Charlotte Blake Brown (1846 – April 19, 1904) was an American physician. She was one of the first female doctors to practice on the West Coast of the United States and was a co-founder of the Pacific Dispensary for Women and Children, and San Francisco Hospital for Children and Training School for Nurses.

==Early life and education==
Charlotte Amanda Blake was born in Philadelphia, in 1846. Both her parents were from Brewer, Maine, and Brown subsequently attended high school in Bangor, Maine while living with relatives.

After graduating from high school, she entered Elmira College in Elmira, New York, graduating in 1866. She married Henry Adams Brown, and in 1872 attended the Women's Medical College of Philadelphia, graduating with an MD in 1874.

==Career==
In 1875, Brown moved to San Francisco, and founded the Pacific Dispensary for Women and Children with Dr. Martha Bucknell. A third female physician, Dr. Sara E. Brown, subsequently joined them, and the institution was reorganized as the San Francisco Hospital for Children in 1878.
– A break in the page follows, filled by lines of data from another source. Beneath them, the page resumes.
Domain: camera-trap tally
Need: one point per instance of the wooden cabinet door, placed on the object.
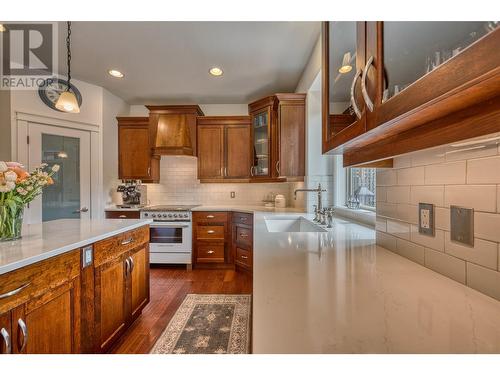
(135, 160)
(210, 152)
(110, 301)
(50, 323)
(139, 280)
(292, 145)
(237, 149)
(5, 333)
Brown lived in California once before. Her father went to San Francisco at the height of the California Gold Rush in 1849, and the family joined him in 1851.

In 1854, they moved to Chile, where her father, a Presbyterian minister, ran a mission for Scottish miners until 1854, when they returned to Philadelphia.

Brown's first application to join the San Francisco Medical Society was rejected on account of her gender. In 1876, however, she was one of four women admitted into the California Medical Society, causing the San Francisco physicians to re-consider and grant her membership two years later.

In 1880, Brown and her colleagues organized within their hospital the first nurses' training school on the West Coast. Brown wrote 18 articles for medical journals in addition to carrying on a busy practice and raised three children, two of whom also became physicians.

==Death==
Brown died in 1904, aged 58 years, in San Francisco.

==Legacy==
Children's Hospital merged with another institution to become California Pacific Medical Center in 1991.